Prepared by Lynne Sehulster, Ph, D, 1 Raymond Y, W. Chinn, M,D., 2 the material in this report originated from the National Center for Infectious Diseases, James M. Hughes, M. D.
The health facility environment is rarely involved in the transmission of diseases, except among immunosuppressed patients. However, involuntary exposures to environmental pathogens (e.g., Legionella spp.) can be effectively prevented through the use of environmental infection control strategies and engineering controls. The incidence of healthcare-related infections and pseudo-outbreaks can be minimized by the proper use of cleaning products and disinfectants and the proper maintenance of medical equipment (e.g., Routinely taking environmental samples is generally not recommended, except for determining water quality in hemodialysis environments and other situations where sampling is governed by epidemiological principles and the results can be directly applied to infection control decisions. This report, which contains the full list of recommendations with relevant references, is the second part of the Guidelines for the Control of Environmental Infections in Health Centers.

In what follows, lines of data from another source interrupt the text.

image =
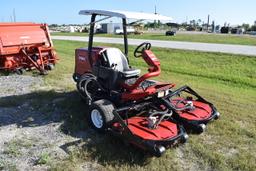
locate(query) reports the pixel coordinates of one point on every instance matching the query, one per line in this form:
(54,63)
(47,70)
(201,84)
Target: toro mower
(142,112)
(25,46)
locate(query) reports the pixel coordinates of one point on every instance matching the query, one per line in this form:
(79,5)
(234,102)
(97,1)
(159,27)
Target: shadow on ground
(45,107)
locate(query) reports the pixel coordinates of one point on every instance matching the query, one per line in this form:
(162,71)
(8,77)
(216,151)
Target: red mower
(142,112)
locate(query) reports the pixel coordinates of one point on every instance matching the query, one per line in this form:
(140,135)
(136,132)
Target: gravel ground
(30,137)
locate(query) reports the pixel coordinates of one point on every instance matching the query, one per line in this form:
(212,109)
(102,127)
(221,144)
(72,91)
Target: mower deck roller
(145,113)
(25,46)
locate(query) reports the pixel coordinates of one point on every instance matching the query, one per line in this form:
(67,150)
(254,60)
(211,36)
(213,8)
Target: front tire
(101,115)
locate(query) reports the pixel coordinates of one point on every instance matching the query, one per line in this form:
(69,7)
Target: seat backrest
(117,59)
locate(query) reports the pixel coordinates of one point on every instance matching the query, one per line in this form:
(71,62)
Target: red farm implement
(26,46)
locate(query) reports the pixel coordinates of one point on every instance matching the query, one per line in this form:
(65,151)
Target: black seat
(117,61)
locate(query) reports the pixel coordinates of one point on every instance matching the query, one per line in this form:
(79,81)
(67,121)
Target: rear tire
(101,115)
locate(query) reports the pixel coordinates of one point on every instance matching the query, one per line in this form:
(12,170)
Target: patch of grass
(204,38)
(228,81)
(14,147)
(4,165)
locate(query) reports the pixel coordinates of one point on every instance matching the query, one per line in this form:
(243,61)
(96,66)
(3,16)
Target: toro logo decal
(82,58)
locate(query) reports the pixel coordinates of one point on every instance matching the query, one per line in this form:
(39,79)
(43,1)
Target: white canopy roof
(127,14)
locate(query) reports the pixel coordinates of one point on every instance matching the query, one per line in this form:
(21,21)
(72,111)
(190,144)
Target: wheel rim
(97,119)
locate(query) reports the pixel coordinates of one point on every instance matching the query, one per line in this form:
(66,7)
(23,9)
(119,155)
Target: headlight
(161,94)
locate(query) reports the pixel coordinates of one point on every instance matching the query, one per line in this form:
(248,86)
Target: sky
(66,11)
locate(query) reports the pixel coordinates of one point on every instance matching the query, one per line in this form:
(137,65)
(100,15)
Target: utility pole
(14,15)
(208,21)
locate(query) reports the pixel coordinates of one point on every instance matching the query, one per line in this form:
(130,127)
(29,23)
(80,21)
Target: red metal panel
(25,45)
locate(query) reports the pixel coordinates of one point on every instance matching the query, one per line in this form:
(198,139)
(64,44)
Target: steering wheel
(143,46)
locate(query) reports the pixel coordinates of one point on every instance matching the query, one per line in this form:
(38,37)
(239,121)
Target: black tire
(105,108)
(91,89)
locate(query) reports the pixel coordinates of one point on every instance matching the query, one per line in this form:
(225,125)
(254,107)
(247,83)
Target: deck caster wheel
(159,151)
(50,67)
(44,72)
(201,128)
(101,115)
(20,71)
(217,116)
(184,138)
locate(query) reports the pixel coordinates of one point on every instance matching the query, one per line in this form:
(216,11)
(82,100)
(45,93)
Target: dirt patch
(18,84)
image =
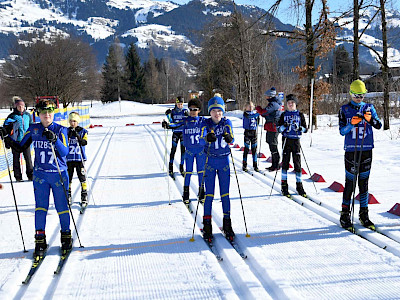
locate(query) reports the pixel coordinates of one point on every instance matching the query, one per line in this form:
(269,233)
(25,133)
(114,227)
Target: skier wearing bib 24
(45,173)
(292,124)
(194,145)
(250,123)
(218,133)
(174,116)
(77,140)
(356,120)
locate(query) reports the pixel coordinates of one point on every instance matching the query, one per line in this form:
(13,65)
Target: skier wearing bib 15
(174,116)
(218,133)
(356,120)
(250,123)
(77,140)
(194,145)
(292,124)
(43,136)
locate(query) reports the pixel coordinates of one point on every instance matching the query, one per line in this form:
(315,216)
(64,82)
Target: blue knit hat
(271,92)
(216,102)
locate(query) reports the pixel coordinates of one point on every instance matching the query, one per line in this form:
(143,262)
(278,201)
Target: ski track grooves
(381,238)
(246,276)
(49,282)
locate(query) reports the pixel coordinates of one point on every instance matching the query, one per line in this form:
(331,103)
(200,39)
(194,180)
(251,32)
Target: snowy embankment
(137,245)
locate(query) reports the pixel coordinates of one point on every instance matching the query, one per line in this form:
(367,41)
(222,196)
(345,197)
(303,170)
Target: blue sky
(286,14)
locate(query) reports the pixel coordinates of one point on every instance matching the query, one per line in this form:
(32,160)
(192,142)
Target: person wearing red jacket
(272,113)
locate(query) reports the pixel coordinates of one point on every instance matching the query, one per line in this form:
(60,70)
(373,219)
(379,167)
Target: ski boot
(300,189)
(181,170)
(171,170)
(66,241)
(255,167)
(40,244)
(345,220)
(186,195)
(285,189)
(201,195)
(207,229)
(364,219)
(227,229)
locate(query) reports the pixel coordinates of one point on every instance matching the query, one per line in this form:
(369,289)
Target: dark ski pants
(272,141)
(250,139)
(17,165)
(43,182)
(363,176)
(217,166)
(176,137)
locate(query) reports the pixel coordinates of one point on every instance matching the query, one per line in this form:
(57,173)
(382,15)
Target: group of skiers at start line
(207,140)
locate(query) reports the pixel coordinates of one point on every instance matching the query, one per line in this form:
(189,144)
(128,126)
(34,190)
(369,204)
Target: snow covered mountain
(164,26)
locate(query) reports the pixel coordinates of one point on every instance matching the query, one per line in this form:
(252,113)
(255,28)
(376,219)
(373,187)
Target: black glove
(227,137)
(211,137)
(50,135)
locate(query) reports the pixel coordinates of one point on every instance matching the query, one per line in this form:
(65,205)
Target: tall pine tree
(113,75)
(134,74)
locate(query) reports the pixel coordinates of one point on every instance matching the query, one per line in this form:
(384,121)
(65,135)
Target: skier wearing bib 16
(77,140)
(45,173)
(250,123)
(174,116)
(292,124)
(218,133)
(356,120)
(194,145)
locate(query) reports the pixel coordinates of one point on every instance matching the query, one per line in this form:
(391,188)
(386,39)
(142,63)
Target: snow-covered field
(136,245)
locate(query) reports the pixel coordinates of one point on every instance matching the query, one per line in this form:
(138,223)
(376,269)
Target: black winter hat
(292,97)
(195,102)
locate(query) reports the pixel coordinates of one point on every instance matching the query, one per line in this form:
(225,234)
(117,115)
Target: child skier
(218,133)
(250,123)
(77,140)
(194,145)
(356,120)
(292,124)
(175,115)
(43,136)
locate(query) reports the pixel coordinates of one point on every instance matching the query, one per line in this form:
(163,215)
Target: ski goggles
(358,96)
(47,109)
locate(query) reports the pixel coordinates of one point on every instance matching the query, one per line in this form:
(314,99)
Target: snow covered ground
(136,245)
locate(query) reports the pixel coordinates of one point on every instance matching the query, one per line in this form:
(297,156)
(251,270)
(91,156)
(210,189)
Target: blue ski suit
(194,145)
(45,173)
(217,163)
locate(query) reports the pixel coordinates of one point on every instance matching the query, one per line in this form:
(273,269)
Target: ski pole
(65,191)
(87,175)
(240,194)
(356,169)
(12,188)
(276,172)
(301,148)
(201,187)
(259,148)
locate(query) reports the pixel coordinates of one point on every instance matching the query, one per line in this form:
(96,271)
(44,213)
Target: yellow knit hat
(74,116)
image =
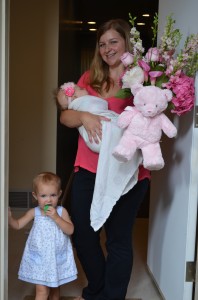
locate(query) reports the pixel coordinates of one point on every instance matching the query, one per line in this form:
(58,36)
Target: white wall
(173,209)
(34,27)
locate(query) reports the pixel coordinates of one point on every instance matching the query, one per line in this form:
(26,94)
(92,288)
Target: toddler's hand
(51,212)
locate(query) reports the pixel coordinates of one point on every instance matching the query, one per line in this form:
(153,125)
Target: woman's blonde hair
(99,70)
(45,177)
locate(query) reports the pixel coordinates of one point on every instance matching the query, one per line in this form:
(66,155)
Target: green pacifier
(46,207)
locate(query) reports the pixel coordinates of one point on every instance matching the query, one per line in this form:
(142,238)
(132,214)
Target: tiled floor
(141,285)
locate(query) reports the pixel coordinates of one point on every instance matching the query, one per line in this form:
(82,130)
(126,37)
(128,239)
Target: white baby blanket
(93,105)
(113,178)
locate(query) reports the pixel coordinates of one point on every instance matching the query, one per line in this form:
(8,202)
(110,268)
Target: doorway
(76,48)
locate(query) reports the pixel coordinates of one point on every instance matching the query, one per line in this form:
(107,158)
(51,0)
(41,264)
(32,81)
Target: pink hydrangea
(184,93)
(127,59)
(68,88)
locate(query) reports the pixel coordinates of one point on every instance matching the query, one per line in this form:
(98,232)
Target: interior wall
(33,77)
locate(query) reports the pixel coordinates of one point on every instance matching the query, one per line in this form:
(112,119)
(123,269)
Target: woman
(107,277)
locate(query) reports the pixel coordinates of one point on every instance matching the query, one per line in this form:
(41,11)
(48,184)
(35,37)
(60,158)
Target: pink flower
(153,54)
(154,75)
(145,67)
(184,93)
(127,59)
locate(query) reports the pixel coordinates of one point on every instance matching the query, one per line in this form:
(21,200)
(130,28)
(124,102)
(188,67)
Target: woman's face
(111,47)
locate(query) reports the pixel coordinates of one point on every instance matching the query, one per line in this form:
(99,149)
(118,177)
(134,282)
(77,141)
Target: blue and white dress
(48,255)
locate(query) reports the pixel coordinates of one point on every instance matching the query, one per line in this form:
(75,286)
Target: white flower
(133,76)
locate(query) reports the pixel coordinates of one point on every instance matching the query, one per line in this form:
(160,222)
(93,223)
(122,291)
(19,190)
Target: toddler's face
(47,193)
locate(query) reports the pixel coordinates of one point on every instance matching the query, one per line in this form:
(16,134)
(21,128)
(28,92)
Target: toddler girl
(47,260)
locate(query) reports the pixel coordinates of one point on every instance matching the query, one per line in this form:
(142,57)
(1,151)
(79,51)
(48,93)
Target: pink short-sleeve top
(87,159)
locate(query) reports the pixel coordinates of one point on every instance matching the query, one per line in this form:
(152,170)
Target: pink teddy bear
(143,126)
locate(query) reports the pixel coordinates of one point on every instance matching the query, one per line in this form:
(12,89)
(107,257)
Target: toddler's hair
(45,177)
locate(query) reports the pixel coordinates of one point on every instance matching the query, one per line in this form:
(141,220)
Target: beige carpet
(69,298)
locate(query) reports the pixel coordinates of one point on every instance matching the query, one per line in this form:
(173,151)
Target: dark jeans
(108,277)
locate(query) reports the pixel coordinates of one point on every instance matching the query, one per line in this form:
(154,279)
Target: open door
(174,189)
(4,12)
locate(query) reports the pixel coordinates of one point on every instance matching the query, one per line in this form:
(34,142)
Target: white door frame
(4,153)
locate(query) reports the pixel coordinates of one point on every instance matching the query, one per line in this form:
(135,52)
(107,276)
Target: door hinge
(190,271)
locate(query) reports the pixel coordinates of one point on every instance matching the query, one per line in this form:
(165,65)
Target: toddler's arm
(64,222)
(21,222)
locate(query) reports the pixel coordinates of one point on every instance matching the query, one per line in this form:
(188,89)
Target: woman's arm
(21,222)
(91,122)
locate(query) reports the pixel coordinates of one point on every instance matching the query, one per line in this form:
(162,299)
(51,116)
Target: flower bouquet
(162,66)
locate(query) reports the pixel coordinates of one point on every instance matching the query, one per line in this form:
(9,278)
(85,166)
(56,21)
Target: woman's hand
(93,125)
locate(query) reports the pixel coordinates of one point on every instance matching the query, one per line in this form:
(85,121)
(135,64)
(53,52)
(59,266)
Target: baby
(74,97)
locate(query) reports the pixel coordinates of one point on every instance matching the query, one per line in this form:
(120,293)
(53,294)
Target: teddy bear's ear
(168,94)
(136,88)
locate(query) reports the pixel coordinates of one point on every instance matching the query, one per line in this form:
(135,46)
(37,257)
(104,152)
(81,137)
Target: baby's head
(46,189)
(68,92)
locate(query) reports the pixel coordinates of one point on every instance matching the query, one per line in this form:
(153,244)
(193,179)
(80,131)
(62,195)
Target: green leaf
(123,93)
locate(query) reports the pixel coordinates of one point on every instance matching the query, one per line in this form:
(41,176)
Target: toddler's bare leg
(42,292)
(54,293)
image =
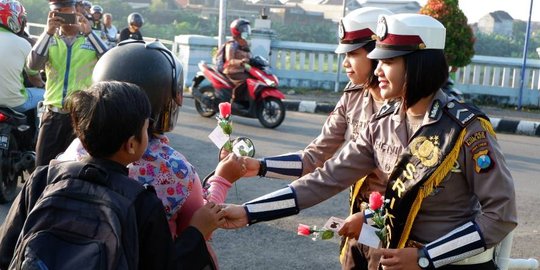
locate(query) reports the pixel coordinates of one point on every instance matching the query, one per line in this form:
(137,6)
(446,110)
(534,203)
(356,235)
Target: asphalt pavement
(504,120)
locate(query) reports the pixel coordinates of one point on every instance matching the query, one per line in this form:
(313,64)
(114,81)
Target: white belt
(483,257)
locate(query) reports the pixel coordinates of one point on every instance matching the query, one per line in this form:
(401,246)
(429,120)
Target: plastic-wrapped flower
(323,234)
(375,200)
(304,230)
(224,121)
(378,217)
(225,109)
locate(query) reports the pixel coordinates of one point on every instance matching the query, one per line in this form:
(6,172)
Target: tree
(459,47)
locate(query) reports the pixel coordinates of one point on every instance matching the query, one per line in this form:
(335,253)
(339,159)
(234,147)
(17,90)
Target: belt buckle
(51,108)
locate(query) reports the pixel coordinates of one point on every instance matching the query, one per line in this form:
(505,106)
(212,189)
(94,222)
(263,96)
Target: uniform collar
(351,86)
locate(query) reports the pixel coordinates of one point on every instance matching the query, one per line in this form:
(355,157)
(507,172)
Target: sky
(518,9)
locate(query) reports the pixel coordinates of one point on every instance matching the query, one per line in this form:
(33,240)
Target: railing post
(524,65)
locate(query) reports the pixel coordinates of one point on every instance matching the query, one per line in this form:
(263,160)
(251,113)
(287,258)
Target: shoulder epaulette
(388,108)
(463,113)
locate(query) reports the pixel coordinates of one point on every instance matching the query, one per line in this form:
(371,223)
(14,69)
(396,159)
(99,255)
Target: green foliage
(459,47)
(321,32)
(37,10)
(503,46)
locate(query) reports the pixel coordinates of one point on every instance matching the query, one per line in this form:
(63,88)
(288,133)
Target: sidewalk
(504,120)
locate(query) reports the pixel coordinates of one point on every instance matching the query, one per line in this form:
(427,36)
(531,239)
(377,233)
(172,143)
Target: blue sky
(518,9)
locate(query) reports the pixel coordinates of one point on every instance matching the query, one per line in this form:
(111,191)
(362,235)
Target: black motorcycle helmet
(135,19)
(152,67)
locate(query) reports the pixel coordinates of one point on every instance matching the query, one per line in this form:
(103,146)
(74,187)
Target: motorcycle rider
(135,22)
(97,12)
(237,53)
(13,52)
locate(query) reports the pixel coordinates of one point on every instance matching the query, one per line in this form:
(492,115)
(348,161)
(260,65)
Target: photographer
(68,51)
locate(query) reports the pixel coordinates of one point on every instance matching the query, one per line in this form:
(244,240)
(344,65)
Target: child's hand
(252,166)
(208,218)
(231,168)
(352,226)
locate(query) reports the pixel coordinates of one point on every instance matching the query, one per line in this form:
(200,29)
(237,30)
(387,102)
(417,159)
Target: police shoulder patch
(482,161)
(460,112)
(388,108)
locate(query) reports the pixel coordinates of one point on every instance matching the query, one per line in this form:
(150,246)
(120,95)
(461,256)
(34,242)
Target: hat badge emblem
(341,30)
(382,28)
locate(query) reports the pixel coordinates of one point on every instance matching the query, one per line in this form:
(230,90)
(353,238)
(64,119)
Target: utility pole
(524,65)
(222,22)
(336,84)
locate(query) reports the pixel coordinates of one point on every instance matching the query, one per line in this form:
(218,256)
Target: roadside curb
(502,125)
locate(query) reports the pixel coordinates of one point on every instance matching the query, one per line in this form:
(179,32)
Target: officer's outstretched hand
(86,28)
(352,226)
(252,166)
(232,167)
(235,217)
(403,258)
(207,218)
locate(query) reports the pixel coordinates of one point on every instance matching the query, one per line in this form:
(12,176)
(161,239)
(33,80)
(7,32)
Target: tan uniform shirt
(487,197)
(350,116)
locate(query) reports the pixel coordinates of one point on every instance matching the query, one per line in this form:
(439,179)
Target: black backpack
(82,220)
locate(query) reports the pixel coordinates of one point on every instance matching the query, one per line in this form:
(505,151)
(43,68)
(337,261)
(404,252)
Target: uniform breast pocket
(386,161)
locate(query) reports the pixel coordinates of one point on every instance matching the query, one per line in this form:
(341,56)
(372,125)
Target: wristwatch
(423,261)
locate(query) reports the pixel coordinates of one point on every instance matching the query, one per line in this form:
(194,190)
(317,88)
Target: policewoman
(360,100)
(68,51)
(450,196)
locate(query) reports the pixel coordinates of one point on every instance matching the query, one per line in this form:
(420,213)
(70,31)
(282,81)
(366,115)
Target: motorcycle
(263,100)
(18,135)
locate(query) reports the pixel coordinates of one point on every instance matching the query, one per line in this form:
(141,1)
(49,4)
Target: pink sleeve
(217,192)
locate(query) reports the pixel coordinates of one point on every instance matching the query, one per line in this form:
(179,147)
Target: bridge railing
(314,65)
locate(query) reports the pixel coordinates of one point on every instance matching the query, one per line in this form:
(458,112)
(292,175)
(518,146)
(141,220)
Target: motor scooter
(18,135)
(263,100)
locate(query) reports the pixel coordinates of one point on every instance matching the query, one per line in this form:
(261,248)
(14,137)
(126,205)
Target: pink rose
(375,200)
(304,230)
(225,109)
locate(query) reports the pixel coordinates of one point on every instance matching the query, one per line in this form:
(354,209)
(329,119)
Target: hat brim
(345,48)
(379,53)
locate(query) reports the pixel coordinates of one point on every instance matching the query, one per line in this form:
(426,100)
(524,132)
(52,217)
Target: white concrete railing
(314,65)
(500,77)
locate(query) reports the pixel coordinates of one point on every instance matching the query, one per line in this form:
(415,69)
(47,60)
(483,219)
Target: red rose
(375,200)
(304,230)
(225,109)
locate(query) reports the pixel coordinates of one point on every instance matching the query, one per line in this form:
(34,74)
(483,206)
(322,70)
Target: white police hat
(402,34)
(358,28)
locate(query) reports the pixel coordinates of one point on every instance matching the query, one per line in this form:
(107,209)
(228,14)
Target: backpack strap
(77,170)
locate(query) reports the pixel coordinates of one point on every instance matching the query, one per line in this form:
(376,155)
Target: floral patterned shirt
(167,171)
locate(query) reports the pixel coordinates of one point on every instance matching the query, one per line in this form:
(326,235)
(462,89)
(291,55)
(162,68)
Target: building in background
(497,22)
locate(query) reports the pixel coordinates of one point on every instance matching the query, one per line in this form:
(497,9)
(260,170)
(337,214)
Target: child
(177,184)
(111,120)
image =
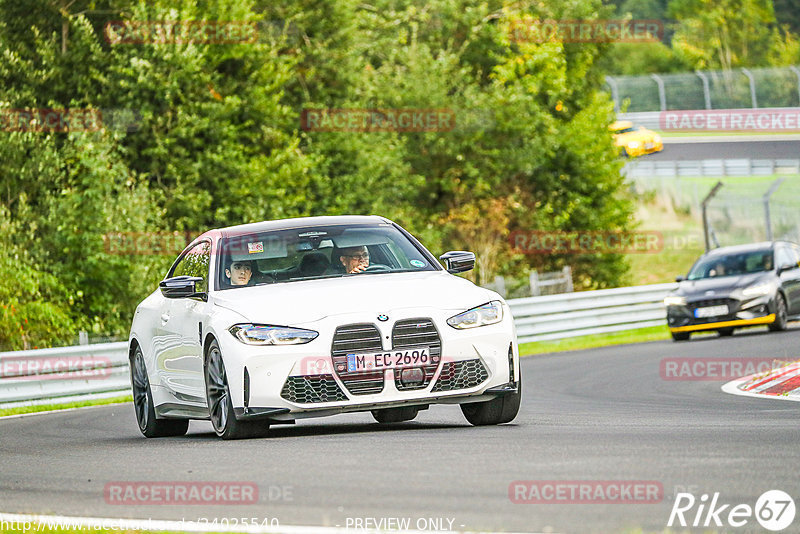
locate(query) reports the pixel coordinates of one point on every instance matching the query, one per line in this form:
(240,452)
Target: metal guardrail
(31,375)
(652,119)
(59,373)
(711,167)
(589,312)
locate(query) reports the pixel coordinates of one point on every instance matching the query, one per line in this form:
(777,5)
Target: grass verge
(639,335)
(63,406)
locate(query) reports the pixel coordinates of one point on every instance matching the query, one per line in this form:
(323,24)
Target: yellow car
(635,141)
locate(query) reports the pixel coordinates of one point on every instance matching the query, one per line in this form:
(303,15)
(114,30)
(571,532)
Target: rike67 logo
(774,510)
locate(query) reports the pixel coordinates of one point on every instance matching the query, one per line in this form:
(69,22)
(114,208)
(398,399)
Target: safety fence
(732,89)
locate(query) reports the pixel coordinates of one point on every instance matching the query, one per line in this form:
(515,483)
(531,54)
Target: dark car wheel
(143,404)
(496,411)
(780,314)
(220,405)
(395,415)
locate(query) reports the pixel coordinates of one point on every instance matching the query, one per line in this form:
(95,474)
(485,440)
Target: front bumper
(292,382)
(750,312)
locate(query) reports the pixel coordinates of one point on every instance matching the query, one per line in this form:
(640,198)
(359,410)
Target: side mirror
(180,287)
(458,261)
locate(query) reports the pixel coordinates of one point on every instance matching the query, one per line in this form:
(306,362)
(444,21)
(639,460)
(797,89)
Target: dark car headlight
(263,334)
(486,314)
(757,290)
(674,300)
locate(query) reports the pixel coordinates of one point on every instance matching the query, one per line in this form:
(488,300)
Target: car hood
(295,303)
(721,286)
(638,135)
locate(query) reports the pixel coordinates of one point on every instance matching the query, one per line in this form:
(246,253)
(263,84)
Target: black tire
(496,411)
(779,325)
(220,405)
(681,336)
(145,411)
(395,415)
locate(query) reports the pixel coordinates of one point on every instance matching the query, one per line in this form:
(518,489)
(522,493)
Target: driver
(239,273)
(355,259)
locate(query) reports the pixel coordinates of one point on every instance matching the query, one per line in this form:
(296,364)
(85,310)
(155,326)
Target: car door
(787,258)
(181,359)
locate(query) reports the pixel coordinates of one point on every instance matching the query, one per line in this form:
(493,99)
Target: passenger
(239,273)
(355,259)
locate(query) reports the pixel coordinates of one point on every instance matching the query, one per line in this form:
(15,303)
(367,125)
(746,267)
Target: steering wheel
(377,268)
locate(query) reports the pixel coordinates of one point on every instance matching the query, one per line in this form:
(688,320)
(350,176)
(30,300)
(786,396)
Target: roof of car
(302,222)
(749,247)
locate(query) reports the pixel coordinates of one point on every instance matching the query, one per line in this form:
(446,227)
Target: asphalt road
(695,150)
(603,414)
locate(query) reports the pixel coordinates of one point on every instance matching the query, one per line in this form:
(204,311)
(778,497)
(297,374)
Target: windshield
(316,252)
(732,264)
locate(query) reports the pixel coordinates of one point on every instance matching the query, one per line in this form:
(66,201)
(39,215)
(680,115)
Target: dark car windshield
(732,264)
(316,252)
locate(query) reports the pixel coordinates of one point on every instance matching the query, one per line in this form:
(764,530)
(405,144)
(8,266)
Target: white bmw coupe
(266,323)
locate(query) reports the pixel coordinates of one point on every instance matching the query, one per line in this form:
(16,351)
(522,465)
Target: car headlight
(489,313)
(674,301)
(262,334)
(757,290)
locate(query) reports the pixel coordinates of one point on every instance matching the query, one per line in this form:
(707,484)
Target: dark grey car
(738,286)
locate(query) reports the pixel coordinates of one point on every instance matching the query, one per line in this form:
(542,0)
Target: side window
(796,252)
(783,257)
(196,263)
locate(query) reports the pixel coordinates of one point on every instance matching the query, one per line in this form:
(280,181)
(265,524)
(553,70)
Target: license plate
(389,360)
(711,311)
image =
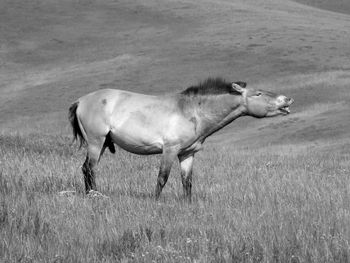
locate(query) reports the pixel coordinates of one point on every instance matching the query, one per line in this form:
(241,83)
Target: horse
(173,125)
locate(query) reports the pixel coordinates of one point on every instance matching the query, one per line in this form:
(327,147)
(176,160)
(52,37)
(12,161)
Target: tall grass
(285,203)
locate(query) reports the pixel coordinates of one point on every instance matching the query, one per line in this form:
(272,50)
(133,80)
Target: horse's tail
(74,121)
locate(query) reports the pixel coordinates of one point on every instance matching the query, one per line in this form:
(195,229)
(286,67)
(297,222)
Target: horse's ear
(237,87)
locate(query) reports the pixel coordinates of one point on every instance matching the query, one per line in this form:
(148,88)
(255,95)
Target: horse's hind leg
(186,163)
(168,157)
(92,157)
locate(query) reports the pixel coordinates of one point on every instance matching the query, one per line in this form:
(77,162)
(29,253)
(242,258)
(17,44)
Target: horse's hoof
(96,194)
(67,193)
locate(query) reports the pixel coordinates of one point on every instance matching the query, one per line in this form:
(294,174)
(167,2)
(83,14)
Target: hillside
(267,190)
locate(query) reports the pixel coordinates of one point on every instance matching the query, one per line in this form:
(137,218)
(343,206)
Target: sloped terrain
(267,190)
(53,53)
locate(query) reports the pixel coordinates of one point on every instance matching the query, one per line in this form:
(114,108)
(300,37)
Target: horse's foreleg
(168,157)
(92,158)
(186,163)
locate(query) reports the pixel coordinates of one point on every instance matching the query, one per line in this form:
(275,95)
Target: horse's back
(136,122)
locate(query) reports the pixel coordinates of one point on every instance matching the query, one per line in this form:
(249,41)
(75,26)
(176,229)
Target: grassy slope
(280,187)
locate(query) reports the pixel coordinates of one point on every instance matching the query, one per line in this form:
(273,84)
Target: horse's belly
(137,144)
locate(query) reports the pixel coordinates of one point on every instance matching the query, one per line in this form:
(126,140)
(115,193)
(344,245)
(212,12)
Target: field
(269,190)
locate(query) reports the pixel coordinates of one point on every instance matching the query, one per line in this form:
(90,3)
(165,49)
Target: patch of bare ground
(272,190)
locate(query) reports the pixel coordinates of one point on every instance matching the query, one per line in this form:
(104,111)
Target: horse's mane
(210,86)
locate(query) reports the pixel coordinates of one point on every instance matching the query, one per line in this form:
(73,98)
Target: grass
(280,195)
(273,204)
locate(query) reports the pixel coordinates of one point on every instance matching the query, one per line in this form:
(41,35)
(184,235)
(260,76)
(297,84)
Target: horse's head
(260,104)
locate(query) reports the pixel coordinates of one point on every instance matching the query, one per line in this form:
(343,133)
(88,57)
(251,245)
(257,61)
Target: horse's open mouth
(285,110)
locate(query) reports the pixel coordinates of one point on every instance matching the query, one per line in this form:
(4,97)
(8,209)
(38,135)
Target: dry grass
(274,204)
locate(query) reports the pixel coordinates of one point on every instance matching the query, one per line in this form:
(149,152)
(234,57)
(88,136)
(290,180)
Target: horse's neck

The full four-part guidelines will be available on the CDC's Health Care Quality Promotion Division (DHQP) website. In relation to previous CDC guidelines, the second part of the report (this report) contains recommendations for the control of environmental infections in health facilities and describes control measures to prevent infections associated with air, water, or other elements of the environment. These recommendations represent the views of the different divisions of the CDC's National Center for Infectious Diseases and the Advisory Committee on Infection Control Practices in Health Care (HICPAC), a 12-member group that advises CDC on concerns related to surveillance, prevention, and control of infections associated with health care, primarily in the U. S.
UU. In 1999, HICPAC's focus on infection control was expanded from intensive care hospitals to all centers where medical care is provided (e.g., The topics addressed in this report apply to most health centers in the United States. This report is intended to be used primarily by infection control professionals, epidemiologists, employee health and safety personnel, engineers, facility managers, information systems professionals, administrators, environmental services professionals, and architects. Key recommendations include topics that are beyond the scope of this report, including non-infectious adverse events (e.g., Whenever possible, the recommendations in this report are based on data from well-designed scientific studies.
However, some of these studies were conducted using narrowly defined patient populations or specific healthcare settings (e.g., The building regulations of hospitals or other health facilities may not apply to residential home care units. Similarly, infection control measures indicated for the care of immunosuppressed patients are not usually necessary in centers where such patients are not present. Other recommendations were derived from knowledge gained during research on infectious diseases in health centers, where the successful eradication of the outbreak was often the result of multiple interventions, most of which cannot be evaluated independently and rigorously. This is especially true for construction situations involving air or water.
Other recommendations were derived from empirical engineering concepts and may reflect industry standards rather than evidence-based conclusions. When it comes to home remodeling in New Orleans near environmentally sensitive areas there are certain considerations that must be taken into account. For example, building regulations may not apply to residential home care units and infection control measures indicated for immunosuppressed patients may not be necessary if such patients are not present. Additionally, environmental samples should only be taken when necessary as determined by epidemiological principles and when results can be directly applied to infection control decisions.
The guidelines for preventing transmission of Mycobacterium tuberculosis in health facilities provide additional information on engineering controls while AAMI Association for Advancement of Medical Instrumentation (AHJ) competent authority: AIA American Institute of Architects (ASHRAE), American Society of Heating Refrigeration and Air Conditioning Engineers (DHHS USA) Department of Health and Human Services HEPA High Efficiency Particulate Air HIV Human Immunodeficiency Virus HSCT Hematopoietic Stem Cell Transplant HVAC Heating Ventilation Air Conditioning JCAHO Joint Commission on Accreditation of Health Organizations Health and Safety Administration OSHA Vancomycin Resistant VRSA Staphylococcus aureus VZV Varicella Zoster Virus provide additional information on handwashing and hospital environmental control as well as other possible infectious hazards associated with aerosols in health facilities. In order to prevent waterborne microbial contamination within distribution systems it is important to take additional engineering measures indicated by epidemiological research to control waterborne and healthcare associated legionellosis as well as routine handling of contaminated clothing when animals are present as patients or research animals in health centers. Finally regulated medical waste management transportation and storage should also be taken into account when remodeling homes near environmentally sensitive areas in New Orleans. The implementation of these recommendations is highly recommended as they are supported by certain experimental clinical or epidemiological studies as well as strong theoretical basis or suggestive evidence from clinical or epidemiological studies or theoretical justification.